Peut-être est-ce cela, finalement, ce que nous cherchons : que la mémoire ne meure pas, et qu’à travers elle, le territoire se raconte à lui-même — à la manière d’une voix intérieure, un peu comme la nôtre, un peu comme Pessoa l’aurait entendue, douce et entêtante.

Blog 19/06

10 secondes sous le soleil

Pendant ces trois jours, on est descendus dans la ville, juste en bas de l’Atelier Média, là où les commerces bordent les trottoirs comme autant de chapitres vivants. On fait de la retape — oui, on l’assume — pour parler du projet. Un documentaire, des fragments de vies, des instants figés. On appelle ça les Pas de commerces. On explique, on sourit, on tend des tracts imaginaires. Et parfois, la magie opère.

Arrêt sur image : la fromagerie Liz. Au cœur de Carvin. Une boutique à l’ancienne, avec du vrai, du bon, de l’odeur et de la voix. On entre, on raconte. La gérante nous écoute. Elle nous regarde. Puis elle sourit : « Oui, d’accord. Mais pas tout de suite… Faut que je change de tablier. »

Elle revient, avec sa fille. Ensemble. Prêtes. Mais doucement. À leur rythme. Elles sortent, passent le pas de la porte. D’abord un peu en retrait, timides face à l’objectif. Puis l’une s’approche. L’autre ne recule pas. Elles se font un câlin. Simple. Fort. Comme un ancrage avant de se laisser regarder.

Et le moment commence.

Dix secondes.

Ne pas bouger.

Malgré les voitures qui passent, les volets qui claquent, la ville qui vit comme elle sait le faire — un peu vite, un peu bruyante.

Malgré la chaleur qui monte, qui s’installe comme un parfum d’été à venir.
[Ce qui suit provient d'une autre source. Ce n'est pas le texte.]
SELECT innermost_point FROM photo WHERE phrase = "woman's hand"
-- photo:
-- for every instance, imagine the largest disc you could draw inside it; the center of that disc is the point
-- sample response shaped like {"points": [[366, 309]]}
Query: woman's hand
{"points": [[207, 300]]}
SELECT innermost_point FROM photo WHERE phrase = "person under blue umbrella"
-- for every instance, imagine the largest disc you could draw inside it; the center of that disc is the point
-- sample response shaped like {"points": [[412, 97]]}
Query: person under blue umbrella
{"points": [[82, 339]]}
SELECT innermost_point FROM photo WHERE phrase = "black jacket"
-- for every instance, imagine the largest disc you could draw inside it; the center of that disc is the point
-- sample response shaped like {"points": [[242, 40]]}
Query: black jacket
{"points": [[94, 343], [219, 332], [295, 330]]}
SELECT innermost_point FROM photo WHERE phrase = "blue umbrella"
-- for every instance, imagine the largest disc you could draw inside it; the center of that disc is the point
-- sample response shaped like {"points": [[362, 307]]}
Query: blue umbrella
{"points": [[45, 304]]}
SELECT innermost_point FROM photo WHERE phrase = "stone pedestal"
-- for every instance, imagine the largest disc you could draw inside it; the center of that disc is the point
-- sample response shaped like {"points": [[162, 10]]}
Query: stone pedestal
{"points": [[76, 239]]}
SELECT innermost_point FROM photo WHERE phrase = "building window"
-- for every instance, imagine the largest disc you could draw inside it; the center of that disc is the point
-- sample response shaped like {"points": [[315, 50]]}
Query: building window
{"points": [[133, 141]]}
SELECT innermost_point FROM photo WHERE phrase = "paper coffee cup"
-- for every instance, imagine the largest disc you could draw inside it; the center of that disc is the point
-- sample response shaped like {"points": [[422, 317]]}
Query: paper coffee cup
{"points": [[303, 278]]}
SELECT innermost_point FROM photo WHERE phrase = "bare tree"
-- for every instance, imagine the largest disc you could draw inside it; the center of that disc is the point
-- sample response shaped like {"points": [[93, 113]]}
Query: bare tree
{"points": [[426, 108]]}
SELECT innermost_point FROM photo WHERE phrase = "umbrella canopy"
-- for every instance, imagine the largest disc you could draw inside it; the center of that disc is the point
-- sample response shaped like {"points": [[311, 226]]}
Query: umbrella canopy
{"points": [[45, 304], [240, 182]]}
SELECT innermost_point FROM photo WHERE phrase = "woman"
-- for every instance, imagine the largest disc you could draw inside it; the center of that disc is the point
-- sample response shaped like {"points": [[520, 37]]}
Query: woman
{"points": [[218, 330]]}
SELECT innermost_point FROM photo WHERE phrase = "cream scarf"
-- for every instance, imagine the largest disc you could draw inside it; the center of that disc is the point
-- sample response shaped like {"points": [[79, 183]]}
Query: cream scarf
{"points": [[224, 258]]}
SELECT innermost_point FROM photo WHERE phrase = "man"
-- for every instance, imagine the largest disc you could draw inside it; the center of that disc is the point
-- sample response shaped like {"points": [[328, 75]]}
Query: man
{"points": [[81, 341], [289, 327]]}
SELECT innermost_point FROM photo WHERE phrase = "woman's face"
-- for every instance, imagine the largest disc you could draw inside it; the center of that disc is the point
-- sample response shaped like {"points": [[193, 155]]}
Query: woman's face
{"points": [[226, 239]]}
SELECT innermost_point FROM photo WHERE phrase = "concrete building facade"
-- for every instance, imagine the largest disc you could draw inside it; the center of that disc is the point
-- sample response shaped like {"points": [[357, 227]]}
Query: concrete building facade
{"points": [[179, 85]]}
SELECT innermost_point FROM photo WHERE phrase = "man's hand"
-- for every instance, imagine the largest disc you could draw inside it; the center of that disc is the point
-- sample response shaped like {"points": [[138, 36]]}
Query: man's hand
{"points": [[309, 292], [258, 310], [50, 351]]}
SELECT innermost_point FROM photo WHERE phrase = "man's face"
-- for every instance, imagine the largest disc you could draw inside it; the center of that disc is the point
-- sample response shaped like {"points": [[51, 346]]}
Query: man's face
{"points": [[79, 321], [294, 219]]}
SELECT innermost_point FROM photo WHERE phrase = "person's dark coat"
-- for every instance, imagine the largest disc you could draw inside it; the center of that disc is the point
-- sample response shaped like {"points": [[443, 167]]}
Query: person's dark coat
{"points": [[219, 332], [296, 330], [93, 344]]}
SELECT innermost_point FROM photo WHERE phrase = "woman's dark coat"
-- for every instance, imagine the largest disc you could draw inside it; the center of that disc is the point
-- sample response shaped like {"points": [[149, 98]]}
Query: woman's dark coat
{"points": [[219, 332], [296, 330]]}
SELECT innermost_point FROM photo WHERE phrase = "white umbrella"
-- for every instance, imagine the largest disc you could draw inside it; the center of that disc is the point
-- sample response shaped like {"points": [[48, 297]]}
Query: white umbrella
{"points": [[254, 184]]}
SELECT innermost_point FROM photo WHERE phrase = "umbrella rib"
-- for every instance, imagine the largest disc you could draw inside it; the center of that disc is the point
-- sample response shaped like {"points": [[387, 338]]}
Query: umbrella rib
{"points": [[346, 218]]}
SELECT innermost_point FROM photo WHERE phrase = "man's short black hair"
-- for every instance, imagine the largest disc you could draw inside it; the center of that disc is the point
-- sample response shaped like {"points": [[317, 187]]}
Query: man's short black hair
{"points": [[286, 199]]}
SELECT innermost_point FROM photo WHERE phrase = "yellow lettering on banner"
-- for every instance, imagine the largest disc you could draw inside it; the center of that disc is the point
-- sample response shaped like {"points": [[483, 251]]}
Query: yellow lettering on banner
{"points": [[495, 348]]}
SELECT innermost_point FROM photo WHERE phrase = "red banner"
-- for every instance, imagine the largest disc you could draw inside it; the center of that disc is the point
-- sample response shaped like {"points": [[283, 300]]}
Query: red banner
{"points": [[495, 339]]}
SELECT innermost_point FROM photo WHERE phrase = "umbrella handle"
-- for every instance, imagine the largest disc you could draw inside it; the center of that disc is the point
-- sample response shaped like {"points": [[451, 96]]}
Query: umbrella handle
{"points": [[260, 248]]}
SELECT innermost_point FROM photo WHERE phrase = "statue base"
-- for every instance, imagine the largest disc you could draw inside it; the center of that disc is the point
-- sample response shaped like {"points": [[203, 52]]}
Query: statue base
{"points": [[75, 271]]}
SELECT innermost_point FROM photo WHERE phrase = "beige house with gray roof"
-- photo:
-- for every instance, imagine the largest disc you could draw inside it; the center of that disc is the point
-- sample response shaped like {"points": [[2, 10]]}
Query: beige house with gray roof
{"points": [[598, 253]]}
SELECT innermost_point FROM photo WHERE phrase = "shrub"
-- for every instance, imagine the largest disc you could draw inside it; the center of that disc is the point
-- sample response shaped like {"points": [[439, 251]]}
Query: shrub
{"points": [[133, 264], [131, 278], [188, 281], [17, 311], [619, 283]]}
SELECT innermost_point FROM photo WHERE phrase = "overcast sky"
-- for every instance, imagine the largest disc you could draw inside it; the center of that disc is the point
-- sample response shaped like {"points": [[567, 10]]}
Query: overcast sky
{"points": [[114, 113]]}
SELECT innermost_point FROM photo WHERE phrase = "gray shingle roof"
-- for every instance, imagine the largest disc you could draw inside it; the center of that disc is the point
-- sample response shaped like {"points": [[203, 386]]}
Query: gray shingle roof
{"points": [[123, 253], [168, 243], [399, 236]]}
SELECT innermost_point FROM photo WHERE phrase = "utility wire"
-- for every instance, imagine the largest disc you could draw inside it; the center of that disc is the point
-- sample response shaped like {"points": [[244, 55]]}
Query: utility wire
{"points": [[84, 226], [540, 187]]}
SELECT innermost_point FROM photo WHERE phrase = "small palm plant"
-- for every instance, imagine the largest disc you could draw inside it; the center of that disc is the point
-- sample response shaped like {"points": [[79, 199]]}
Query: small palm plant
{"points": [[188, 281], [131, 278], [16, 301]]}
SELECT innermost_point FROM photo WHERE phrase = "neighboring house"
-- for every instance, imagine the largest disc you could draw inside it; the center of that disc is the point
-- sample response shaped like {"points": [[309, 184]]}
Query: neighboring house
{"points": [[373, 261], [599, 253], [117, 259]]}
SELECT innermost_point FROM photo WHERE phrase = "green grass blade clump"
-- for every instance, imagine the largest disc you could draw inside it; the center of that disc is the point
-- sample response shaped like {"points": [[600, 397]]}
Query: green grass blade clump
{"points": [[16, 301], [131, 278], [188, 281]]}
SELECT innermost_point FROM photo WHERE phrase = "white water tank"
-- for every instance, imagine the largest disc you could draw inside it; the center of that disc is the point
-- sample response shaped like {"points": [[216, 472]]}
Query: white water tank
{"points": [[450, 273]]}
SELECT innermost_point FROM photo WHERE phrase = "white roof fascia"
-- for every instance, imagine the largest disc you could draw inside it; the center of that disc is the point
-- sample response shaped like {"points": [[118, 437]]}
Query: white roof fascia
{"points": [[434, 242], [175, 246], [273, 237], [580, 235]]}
Car oui, on le sentait : l’été s’en vient, doucement, et il s’installera comme eux, là, sans prévenir, avec son poids tendre et sa lumière oblique.

Elles tiennent. Ensemble.

Hautes. Dignement. Devant leur boutique, devant leur histoire.

10 secondes.

Un passant s’arrête, plisse les yeux.

6 secondes.

Quelqu’un murmure : « Qu’est-ce qu’ils font, là ? »

4… 3… 2…

Un frisson. Un éclat.

1.

« Coupé. » dit Alexandre.

Et la vie repart. Elles sourient, rentrent, remettent les mains dans la pâte des jours. Mais quelque chose est resté. Suspendu dans l’air. Gravé dans l’instant.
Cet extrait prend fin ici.